Conference of States Parties in Marrakesh: The Countdown

17 October 2011, by Gillian Dell.

The final UNCAC Coalition preparations for the 4th Session of the UNCAC Conference of States Parties (COSP4) in Marrakesh, Morocco, 24 – 28 October 2011 are in full swing now. Planning is under way for all kinds of activities, from panels to performances.

The big news today is a notification from the UN Office on Drugs and Crime (UNODC) that all our UNCAC Coalition submissions to COSP4 were posted on the UNODC website and will be official COSP4 documents. This is a landmark for CSO engagement with the UNCAC COSP.

We sent sixteen written submissions to UNODC for COSP4 under Rule 17 of the COSP Rules of Procedure. You can find all the documents here, scrolling all the way down to the documents from Transparency International, the secretariat of the UNCAC Coalition.

The documents submitted and accepted by UNODC are:

  1. The two UNCAC Coalition statements, one on Article 13 and one on Asset recovery / AML (in the six UN languages).
  2. An executive summary of our Overview report on the first year of the UNCAC review process.
  3. Executive summaries of 13 civil society country reports prepared for the first and second years of UNCAC review of UNCAC chapters III and IV (Argentina, Bangladesh, Brazil, Bulgaria, Chile, Lithuania, Mongolia, Morocco, Peru, Ukraine and the United States in the first year and Papua New Guinea and Vietnam in the second year.) They assess the country review process and selected issues of UNCAC implementation of chapters III and IV on criminalisation, enforcement and international cooperation.

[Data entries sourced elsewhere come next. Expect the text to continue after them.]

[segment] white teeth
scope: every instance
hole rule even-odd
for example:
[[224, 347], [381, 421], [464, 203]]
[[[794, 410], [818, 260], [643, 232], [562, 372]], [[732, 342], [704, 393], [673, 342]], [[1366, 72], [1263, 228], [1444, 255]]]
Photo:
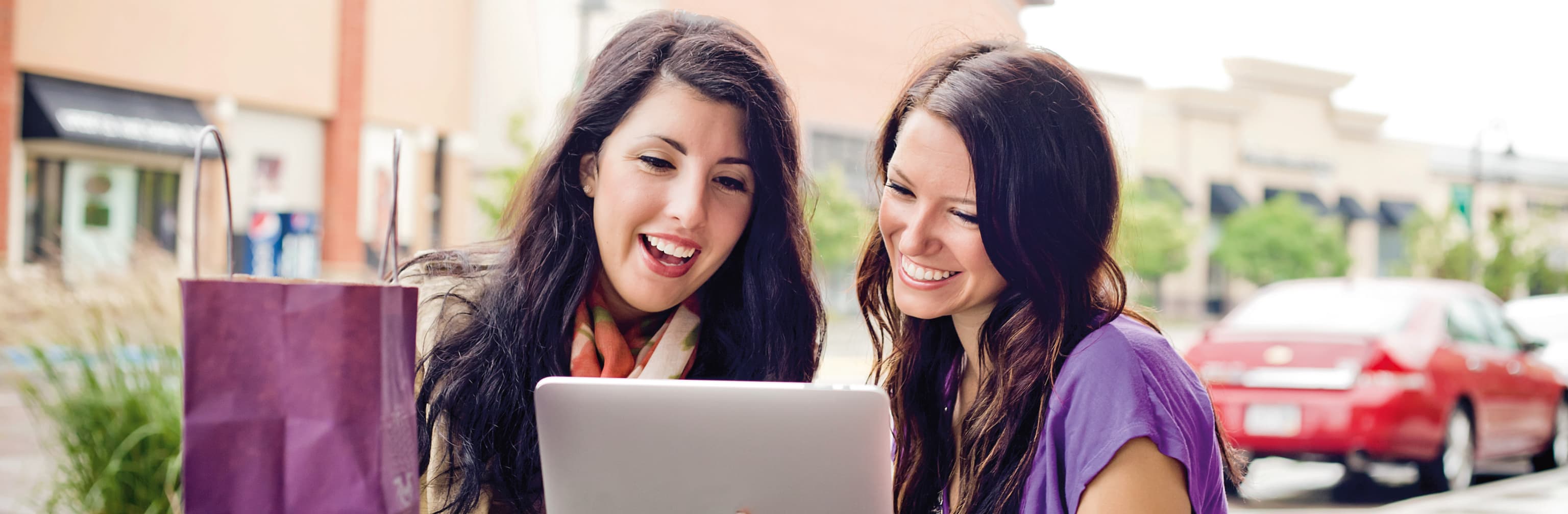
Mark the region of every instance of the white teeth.
[[950, 276], [958, 274], [958, 271], [942, 271], [942, 270], [925, 268], [925, 266], [916, 265], [913, 260], [908, 260], [908, 259], [903, 260], [903, 273], [908, 273], [916, 281], [925, 281], [925, 282], [944, 281], [944, 279], [947, 279]]
[[665, 252], [665, 254], [670, 254], [670, 255], [674, 255], [674, 257], [687, 259], [687, 257], [691, 257], [691, 255], [696, 254], [695, 248], [685, 248], [685, 246], [681, 246], [681, 244], [676, 244], [676, 243], [671, 243], [671, 241], [666, 241], [666, 240], [662, 240], [662, 238], [657, 238], [657, 237], [652, 237], [652, 235], [646, 235], [646, 233], [643, 237], [648, 238], [648, 244], [649, 246], [657, 248], [660, 252]]

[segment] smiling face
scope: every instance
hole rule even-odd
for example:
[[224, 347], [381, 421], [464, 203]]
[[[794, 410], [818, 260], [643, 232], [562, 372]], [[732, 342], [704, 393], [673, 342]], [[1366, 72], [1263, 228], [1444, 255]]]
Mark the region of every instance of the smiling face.
[[668, 310], [729, 257], [756, 190], [743, 127], [734, 105], [660, 80], [583, 155], [601, 290], [613, 313]]
[[980, 241], [974, 165], [952, 124], [927, 110], [903, 121], [877, 226], [898, 310], [925, 320], [991, 313], [1007, 281]]

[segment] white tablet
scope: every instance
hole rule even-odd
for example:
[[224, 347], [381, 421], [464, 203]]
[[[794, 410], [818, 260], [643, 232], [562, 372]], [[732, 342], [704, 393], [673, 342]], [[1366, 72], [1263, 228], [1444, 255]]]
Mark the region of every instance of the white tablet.
[[550, 514], [892, 512], [875, 386], [546, 378]]

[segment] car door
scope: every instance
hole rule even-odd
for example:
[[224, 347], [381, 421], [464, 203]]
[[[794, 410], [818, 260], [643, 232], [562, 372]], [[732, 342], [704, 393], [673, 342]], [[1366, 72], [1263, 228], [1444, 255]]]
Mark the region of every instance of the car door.
[[1524, 351], [1519, 335], [1508, 326], [1501, 306], [1491, 298], [1472, 299], [1486, 321], [1486, 332], [1499, 349], [1504, 351], [1505, 376], [1508, 382], [1504, 390], [1508, 453], [1523, 454], [1535, 451], [1540, 443], [1551, 437], [1552, 415], [1555, 415], [1557, 398], [1555, 378], [1544, 370], [1530, 354]]
[[1507, 359], [1486, 331], [1480, 306], [1469, 298], [1454, 298], [1447, 304], [1447, 329], [1452, 348], [1465, 359], [1461, 382], [1471, 384], [1474, 407], [1475, 454], [1494, 458], [1513, 451], [1508, 429], [1508, 403], [1512, 401]]

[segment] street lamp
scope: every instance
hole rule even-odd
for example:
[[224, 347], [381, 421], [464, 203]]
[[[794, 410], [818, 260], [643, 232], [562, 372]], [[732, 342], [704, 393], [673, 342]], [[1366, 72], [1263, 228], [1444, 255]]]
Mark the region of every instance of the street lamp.
[[[1508, 133], [1508, 125], [1501, 119], [1494, 119], [1491, 124], [1475, 132], [1475, 143], [1471, 146], [1471, 188], [1468, 196], [1454, 196], [1455, 208], [1465, 216], [1465, 224], [1471, 229], [1471, 241], [1475, 240], [1475, 196], [1480, 194], [1482, 177], [1482, 143], [1485, 143], [1486, 135], [1501, 135], [1507, 141], [1507, 147], [1502, 155], [1513, 157], [1513, 135]], [[1455, 191], [1457, 193], [1457, 191]]]
[[[1488, 124], [1486, 127], [1483, 127], [1480, 132], [1475, 132], [1475, 143], [1471, 146], [1471, 186], [1469, 186], [1469, 194], [1460, 196], [1458, 194], [1460, 190], [1457, 190], [1457, 188], [1454, 191], [1455, 193], [1454, 194], [1454, 207], [1460, 212], [1461, 216], [1465, 216], [1465, 226], [1469, 227], [1469, 246], [1471, 246], [1472, 252], [1479, 252], [1475, 240], [1477, 240], [1477, 232], [1480, 232], [1480, 227], [1477, 227], [1480, 224], [1480, 221], [1475, 219], [1477, 218], [1475, 216], [1475, 197], [1480, 196], [1480, 183], [1483, 180], [1483, 177], [1482, 177], [1482, 149], [1480, 149], [1480, 146], [1485, 141], [1486, 133], [1501, 135], [1504, 138], [1504, 141], [1507, 141], [1507, 146], [1502, 150], [1502, 155], [1504, 157], [1515, 157], [1515, 152], [1513, 152], [1513, 135], [1508, 133], [1508, 125], [1505, 125], [1501, 119], [1494, 119], [1494, 121], [1491, 121], [1491, 124]], [[1471, 276], [1472, 277], [1480, 277], [1480, 259], [1474, 259], [1474, 262], [1471, 263]]]

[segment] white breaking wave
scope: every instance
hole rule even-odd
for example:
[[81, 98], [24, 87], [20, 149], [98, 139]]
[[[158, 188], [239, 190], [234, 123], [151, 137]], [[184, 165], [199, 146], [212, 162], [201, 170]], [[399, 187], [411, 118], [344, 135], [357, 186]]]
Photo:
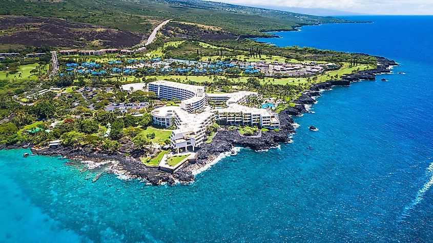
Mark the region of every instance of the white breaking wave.
[[404, 209], [403, 210], [403, 213], [401, 215], [402, 217], [409, 216], [410, 210], [413, 209], [415, 206], [424, 199], [424, 195], [425, 193], [428, 191], [428, 189], [430, 189], [431, 186], [433, 186], [433, 163], [430, 163], [430, 165], [427, 168], [426, 174], [429, 177], [429, 181], [426, 182], [422, 188], [418, 191], [417, 193], [417, 196], [412, 201], [412, 203], [404, 207]]
[[217, 156], [216, 158], [215, 158], [215, 159], [212, 160], [211, 163], [207, 164], [204, 166], [203, 166], [202, 167], [192, 171], [192, 172], [193, 174], [194, 174], [194, 175], [197, 175], [197, 174], [201, 173], [202, 172], [209, 169], [209, 168], [211, 168], [213, 165], [215, 165], [223, 159], [229, 157], [232, 155], [237, 154], [237, 153], [239, 152], [239, 151], [240, 151], [242, 148], [241, 148], [240, 147], [235, 147], [229, 152], [225, 152], [220, 154], [219, 156]]

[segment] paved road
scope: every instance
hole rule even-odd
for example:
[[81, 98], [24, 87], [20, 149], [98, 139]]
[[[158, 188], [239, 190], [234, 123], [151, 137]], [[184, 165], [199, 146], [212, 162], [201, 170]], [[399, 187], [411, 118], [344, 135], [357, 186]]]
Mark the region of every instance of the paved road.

Twelve of the groups preparing the reports were assisted by small grants from the UN Democracy Fund (UNDEF). Several of them benefited from pro bono assistance organized by the Thomson Reuters Foundation’s TrustLaw Connect and the global law firm Mayer Brown.

This is a big step forward. It establishes an official international public space for civil society groups to communicate their views about their countries’ fulfilment of their UNCAC obligations. Of the other anti-corruption convention review processes, only the one for the Inter-American Convention against Corruption posts civil society evaluation reports online. The OECD and GRECO monitoring processes do not.

The decision to accept these UNCAC Coalition submissions recognises the importance of giving civil society a voice in UNCAC implementation. This in line with UNCAC’s provisions (Article 13) and with the COSP3 resolution establishing the review mechanism. Even though the CSO submissions are pretty well hidden on the UNODC website, it’s a start. In the interests of easier public access to important review-related information, it would help if UNODC created a single web page with links to key inputs and outputs of the country review process like the government self-assessment reports and the official review reports produced by the review teams (unfortunately only publication of the executive summaries of the review reports is mandatory). And this would also be the right place to include CSO country review reports like the ones we submitted.

In the meantime, to ensure that the CSO executive summaries and full reports are more easily accessible, we’ve set up a page on the UNCAC Coalition website where they can be found.

By the way, there are now two new official Executive Summaries of first year country reviews online at the above UNODC link, for Bulgaria and for Jordan. These add to the four already available, namely for Finland, Mongolia, Spain and Uganda. Another one for Chile seems to be close to completion—there is already a box waiting for it at the link above. But it looks like only 6 or 7 first year country reviews out of 26 will be completed when COSP4 starts next week.

At the same UNODC link above, you can also find other documents for the upcoming CoSP and more are expected to arrive in the next days.